To forgive? In Antiquity before Jesus Christ, the only example of forgiveness that the great philosopher Aristotle gave was that of a mother who pardons her little child: she does it in view of the future, for she believes that her child will become better (and she will educate him with that in mind). Aristotle finds no other example. Only the victim can forgive; why would he do it? Does God Himself pardon? In the Koran, from the Fatiḥa, we read that God is Raḥmān / Raḥīm, two very close forms that correspond more or less with mercy-giving and merciful [1]. The God who gives mercy (Raḥmān) – that is to say, who is moved and wants the good of men – is merciful in Himself (Raḥīm). Is He ready to pardon, or does He hold a blind account of acts good and evil while arousing both the ones and the others?
The ten commandments dictated to Moses [Mussa] taught men how not to sin against their Creator, and then all the history of the Hebrews was a long education teaching them to respect the laws of God. They have discovered that God wants to save them from the influence of Evil because, like a mother, God sees above all the life of his creatures and it is why he offers pardon to those who repent, before justice intervenes: “Thou dost overlook men’s sins, that they may repent […] Thou sparest all things, for they are thine, O Lord who lovest the living” (Wisdom 11, 23-26). If God offers the possibility of repenting (and of atoning what can be), shall man not do the same with regard to others who have harmed him? Shall not the possibility of pardon take priority over vengeance and the law of “eye for eye, tooth for tooth”?
By his proper strength, man cannot propose the pardon. One alone has opened this road and it is ‘Issa (Jesus). For this road implies God. This is the secret of the pardon. To forgive is first of all this: to entrust to God the evil suffered and the cause to defend, and to open a door for a future when He will intervene.
It is to come out of the spiral of Evil by an act of faith. God is almighty but he waits that we give these situations to him. Jesus could have made fire fall from the sky on Judas or the Sanhedrin well ahead of being handed over to be crucified. He gave all to his Father, he gave himself entirely (Mt 27, 46). And Evil lost its power. Also, Jesus has become the one by whom we can come out of the spiral of Evil and the influence of sin: by him, God “remits” the sins of someone who repents. Jesus can offer the pardon of God even to the worst criminal –as in the case of one of the two who was crucified at his right and who asked pardon. In the midst of death, he gave Life.
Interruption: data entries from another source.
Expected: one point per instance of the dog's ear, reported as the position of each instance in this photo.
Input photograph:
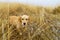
(19, 18)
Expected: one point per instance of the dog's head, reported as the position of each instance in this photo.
(24, 19)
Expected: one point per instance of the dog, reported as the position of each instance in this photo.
(19, 20)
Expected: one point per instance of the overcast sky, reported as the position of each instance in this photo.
(36, 2)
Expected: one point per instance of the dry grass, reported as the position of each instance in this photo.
(44, 24)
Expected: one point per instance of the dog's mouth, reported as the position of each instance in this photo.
(24, 23)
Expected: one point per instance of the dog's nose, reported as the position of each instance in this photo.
(24, 23)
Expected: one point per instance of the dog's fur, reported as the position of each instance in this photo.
(18, 20)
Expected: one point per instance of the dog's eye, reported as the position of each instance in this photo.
(26, 19)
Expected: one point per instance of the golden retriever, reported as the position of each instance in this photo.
(19, 20)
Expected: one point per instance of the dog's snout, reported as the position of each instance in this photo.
(24, 23)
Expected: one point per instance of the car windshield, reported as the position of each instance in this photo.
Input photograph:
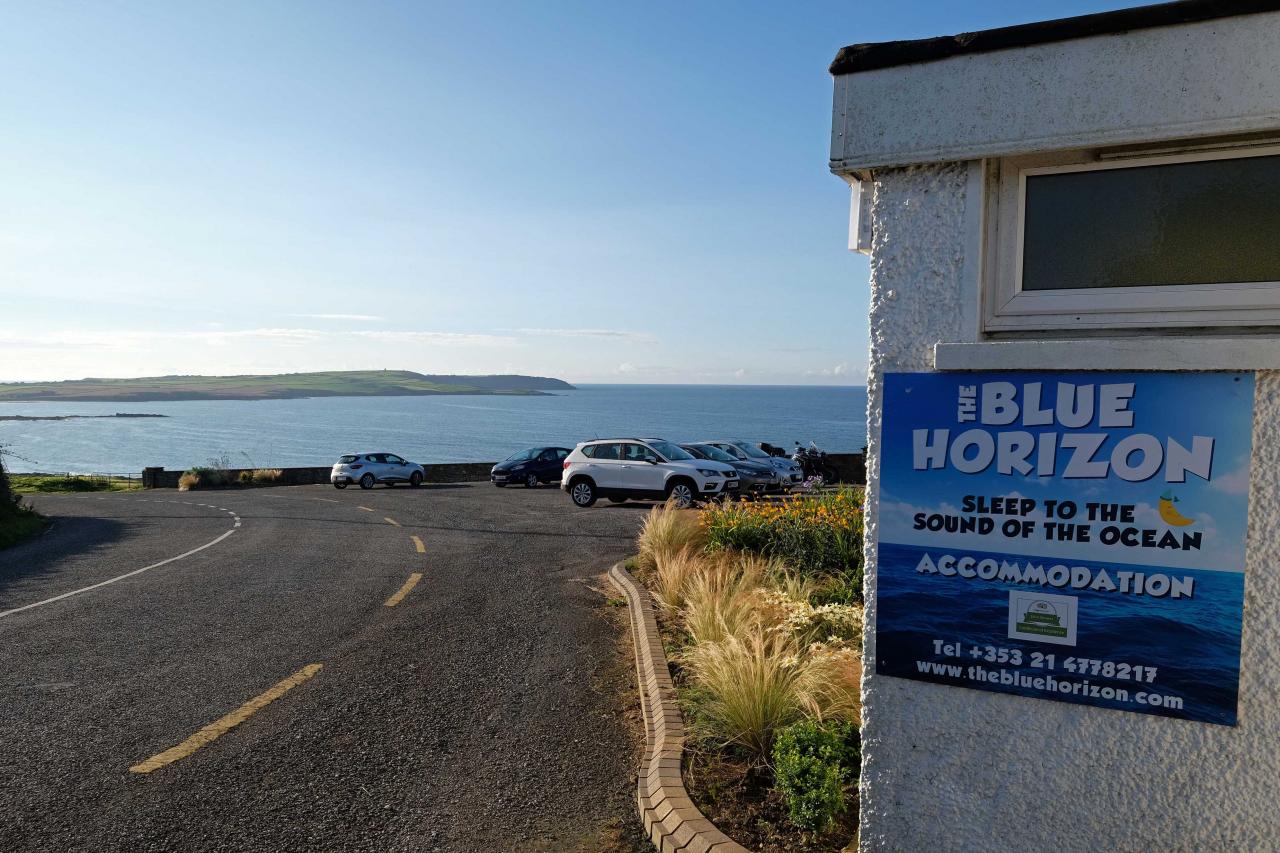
(750, 450)
(716, 454)
(670, 451)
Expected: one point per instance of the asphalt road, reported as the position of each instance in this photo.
(484, 711)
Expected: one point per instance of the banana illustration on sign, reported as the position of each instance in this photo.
(1170, 514)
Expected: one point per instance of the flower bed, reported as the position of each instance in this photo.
(759, 607)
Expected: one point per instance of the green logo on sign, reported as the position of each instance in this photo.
(1041, 619)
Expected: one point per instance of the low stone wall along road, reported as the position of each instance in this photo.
(305, 669)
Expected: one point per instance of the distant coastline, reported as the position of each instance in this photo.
(291, 386)
(119, 414)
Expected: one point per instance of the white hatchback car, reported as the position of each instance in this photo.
(370, 469)
(645, 469)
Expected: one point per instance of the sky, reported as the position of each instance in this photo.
(594, 191)
(1165, 406)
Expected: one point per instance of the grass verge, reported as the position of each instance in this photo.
(18, 525)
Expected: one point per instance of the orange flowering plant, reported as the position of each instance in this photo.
(818, 534)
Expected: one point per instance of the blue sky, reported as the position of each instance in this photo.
(603, 192)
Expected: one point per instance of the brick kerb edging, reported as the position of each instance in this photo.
(670, 817)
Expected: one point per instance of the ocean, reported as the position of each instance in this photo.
(284, 433)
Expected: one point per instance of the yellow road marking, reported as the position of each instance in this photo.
(216, 729)
(403, 591)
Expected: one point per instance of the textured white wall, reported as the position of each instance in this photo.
(950, 769)
(1207, 78)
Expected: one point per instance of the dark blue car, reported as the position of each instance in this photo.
(533, 466)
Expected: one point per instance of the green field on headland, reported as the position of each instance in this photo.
(334, 383)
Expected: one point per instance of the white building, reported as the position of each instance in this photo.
(982, 167)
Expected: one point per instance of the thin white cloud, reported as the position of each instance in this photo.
(841, 369)
(357, 318)
(439, 338)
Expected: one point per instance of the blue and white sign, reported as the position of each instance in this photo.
(1066, 536)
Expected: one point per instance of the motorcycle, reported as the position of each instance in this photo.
(814, 463)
It is a unique power that Jesus holds and which he has transmitted to his apostles, otherwise we would have to speak only in the past tense. Today like yesterday, these signs of life show us this power of Jesus: “But that you may know that the Son of man has authority on earth to forgive sins – he then said to the paralytic – Rise, take up your bed and go home. And he rose and went home” (Matthew 9, 6-7).